Understanding Performance Metrics within an Omnichannel Strategy
Retailers are used to tracking numbers, and for brick-and-mortar stores, those numbers might be looking bleak. However, if you’re moving forward with the highly recommended omnichannel strategy, you’ll need to adjust how you view those numbers. The traditional models of monitoring store sales and revenue growth do not take into consideration customer experience performance (CXP), which is rapidly evolving as an essential metric. Understanding performance in the scope of an omnichannel strategy involves counting all customers, not just those who make a purchase.
All channels should be integrated as one unit.
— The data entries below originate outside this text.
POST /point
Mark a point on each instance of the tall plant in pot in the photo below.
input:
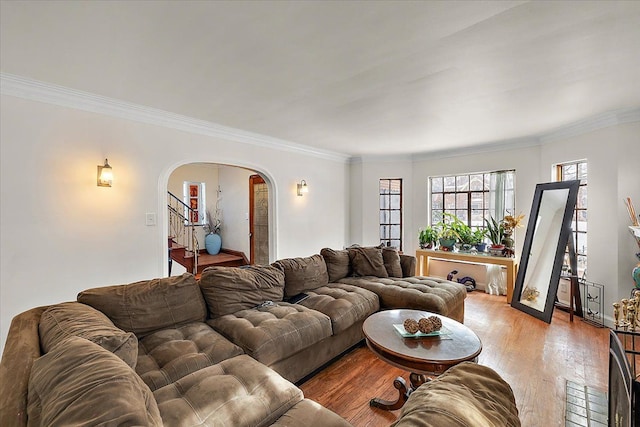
(495, 231)
(477, 239)
(447, 232)
(427, 237)
(212, 240)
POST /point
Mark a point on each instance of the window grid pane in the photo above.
(467, 196)
(391, 212)
(568, 172)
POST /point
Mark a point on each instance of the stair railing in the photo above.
(181, 227)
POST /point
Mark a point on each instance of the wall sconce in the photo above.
(303, 188)
(105, 174)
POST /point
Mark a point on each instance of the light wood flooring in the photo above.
(535, 358)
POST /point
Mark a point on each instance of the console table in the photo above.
(423, 257)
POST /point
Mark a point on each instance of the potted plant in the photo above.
(212, 239)
(477, 239)
(427, 237)
(495, 231)
(465, 235)
(447, 231)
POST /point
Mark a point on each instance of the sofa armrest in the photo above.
(408, 264)
(21, 349)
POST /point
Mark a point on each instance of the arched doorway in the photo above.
(244, 208)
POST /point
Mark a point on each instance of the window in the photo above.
(567, 172)
(473, 197)
(194, 202)
(391, 212)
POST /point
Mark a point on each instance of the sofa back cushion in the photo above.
(338, 263)
(227, 290)
(367, 261)
(144, 307)
(61, 321)
(80, 383)
(301, 274)
(391, 259)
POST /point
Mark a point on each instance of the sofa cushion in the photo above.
(274, 333)
(391, 260)
(301, 274)
(344, 304)
(230, 289)
(421, 293)
(310, 414)
(408, 263)
(338, 263)
(63, 320)
(367, 261)
(467, 394)
(170, 354)
(236, 392)
(149, 305)
(80, 383)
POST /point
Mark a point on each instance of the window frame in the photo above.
(386, 227)
(580, 211)
(467, 195)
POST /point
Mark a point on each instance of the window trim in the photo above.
(387, 239)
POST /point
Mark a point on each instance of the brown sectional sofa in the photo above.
(176, 351)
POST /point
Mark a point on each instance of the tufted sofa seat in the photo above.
(422, 293)
(238, 391)
(169, 354)
(270, 335)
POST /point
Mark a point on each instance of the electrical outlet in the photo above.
(150, 219)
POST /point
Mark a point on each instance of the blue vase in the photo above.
(213, 243)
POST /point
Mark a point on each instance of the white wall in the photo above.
(60, 233)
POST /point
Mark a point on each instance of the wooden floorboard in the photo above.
(533, 357)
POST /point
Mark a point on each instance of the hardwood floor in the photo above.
(534, 358)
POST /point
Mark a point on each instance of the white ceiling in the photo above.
(360, 78)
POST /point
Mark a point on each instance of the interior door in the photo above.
(258, 221)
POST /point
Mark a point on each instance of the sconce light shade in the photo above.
(105, 175)
(303, 188)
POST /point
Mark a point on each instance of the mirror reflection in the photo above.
(542, 256)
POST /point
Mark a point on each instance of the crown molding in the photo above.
(590, 124)
(34, 90)
(492, 147)
(397, 158)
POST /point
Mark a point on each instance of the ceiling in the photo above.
(359, 78)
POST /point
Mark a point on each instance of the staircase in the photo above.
(183, 242)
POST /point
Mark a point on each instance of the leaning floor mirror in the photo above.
(545, 242)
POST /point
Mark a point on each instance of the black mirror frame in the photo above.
(563, 238)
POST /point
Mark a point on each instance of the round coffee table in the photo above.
(421, 356)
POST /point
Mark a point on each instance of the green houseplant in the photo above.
(477, 239)
(448, 231)
(495, 231)
(427, 237)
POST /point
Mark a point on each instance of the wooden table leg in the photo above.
(416, 380)
(403, 394)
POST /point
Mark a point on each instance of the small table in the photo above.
(423, 257)
(423, 357)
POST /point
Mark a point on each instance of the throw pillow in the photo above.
(230, 289)
(80, 383)
(391, 260)
(367, 261)
(61, 321)
(338, 263)
(144, 307)
(301, 274)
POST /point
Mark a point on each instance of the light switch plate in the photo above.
(150, 218)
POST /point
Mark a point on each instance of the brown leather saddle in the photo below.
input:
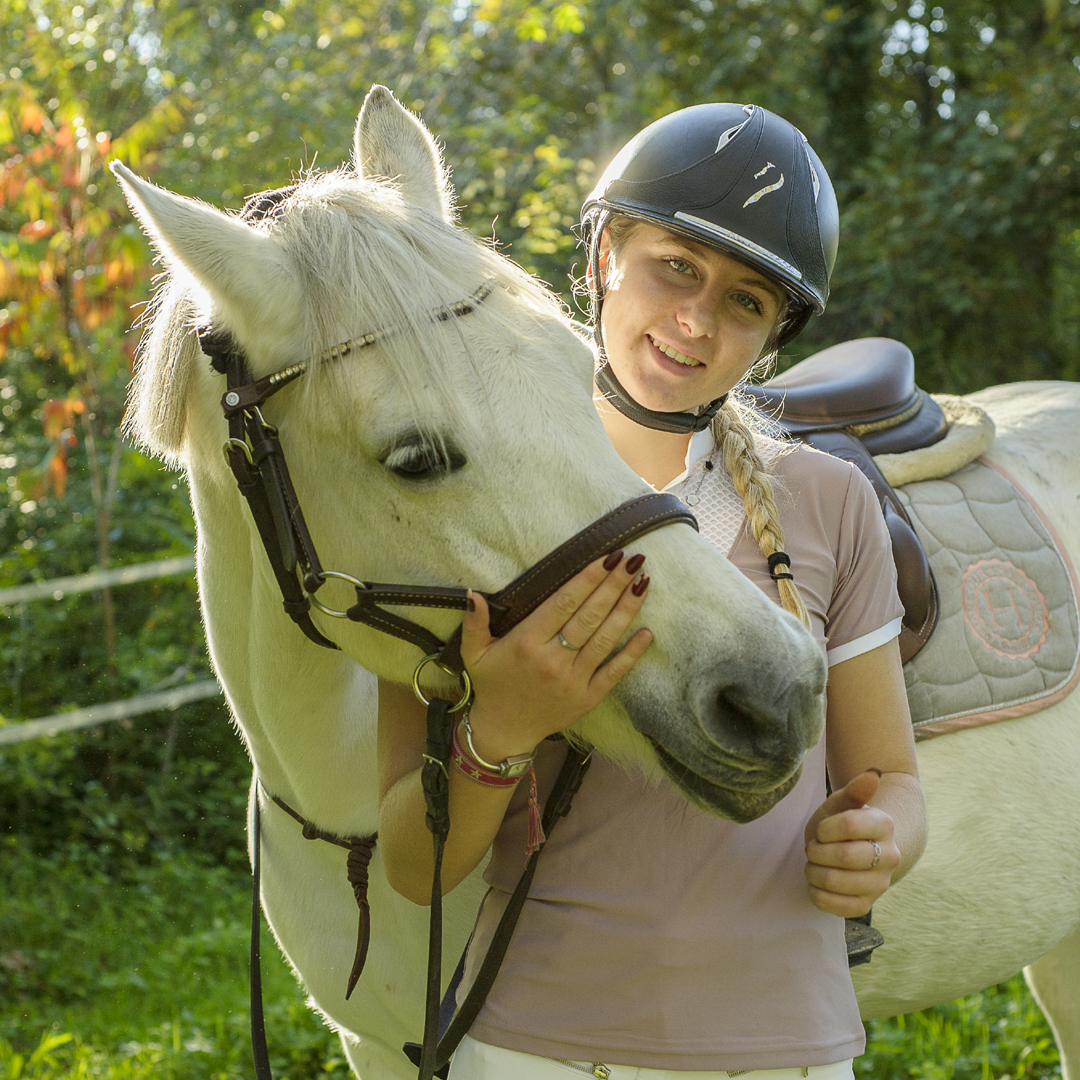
(853, 401)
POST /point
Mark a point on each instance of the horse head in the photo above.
(453, 451)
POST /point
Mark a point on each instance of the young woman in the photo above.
(658, 940)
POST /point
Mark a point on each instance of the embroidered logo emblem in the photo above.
(1004, 609)
(764, 191)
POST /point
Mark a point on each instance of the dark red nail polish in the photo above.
(613, 559)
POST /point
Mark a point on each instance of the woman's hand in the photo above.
(556, 664)
(851, 854)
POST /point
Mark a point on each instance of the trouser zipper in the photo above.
(589, 1070)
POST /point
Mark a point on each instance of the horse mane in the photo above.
(366, 259)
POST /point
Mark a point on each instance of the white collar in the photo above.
(701, 445)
As your departments can no longer function independently from one another when embracing omnichannel strategy, your revenue statements, likewise, can no longer exists as separate data points. It’s crucial to consider total traffic plus conversion, which is essentially an understanding of how a certain percentage accounting for mobile traffic will be different than in-store. Your business and marketing channels are no longer separate, which forces the need to understand your margins within one profit and loss (P&L) statement. The entire premise of an omnichannel strategy is to unify customer goals, prompting the merger of your accounts as well.
On-time delivery inspires loyalty.
With a cross-department mentality, even your sales professionals must consider how a retailer’s delivery standards will impact profits. Consumers are demanding convenience, and consistent and prompt delivery practices are a top concern within customer satisfaction metrics. Consumers could be ready to make a purchase, only to realize that shipping will take a week or more. In an era where free two-day shipping (thanks largely to Amazon) is the norm, you’ll lose sales if delivery isn’t meeting expectations. Keep in mind, it’s not retailers like Amazon that consumers are loyal to, but fast and reliable delivery.
Monitor the returns, profitable or not.
Although purchasing and delivery are important factors to consider, the success of your omnichannel strategy depends largely on performance metrics that are not directly related to sales. Retailers must pinpoint which leads are generating revenue and what clicks result in purchases. This is key to understanding which strategies are working, highlighting those that require adjustment.
Are customers frequenting a specific channel? Is your Facebook platform performing better than Twitter? Do consumers browse via social media but purchase in-store? By understanding where engagement with customers is most effective, retailers can determine the direction of their omnichannel strategies. Brick-and-mortar stores especially can capitalize on the customer experience and in-person interactions, gathering data that dictates the nature of a retailer’s online presence.
Measuring financial data alone will continue to leave gaps in a retailer’s omnichannel strategy. Performance metrics must identify consumer movement between platforms and where the retailer is seeing the most traffic. This ensures that resources are being allocated most efficiently, resulting in a better ROI. Sales are critical numbers, but in the current industry, sales are no longer enough.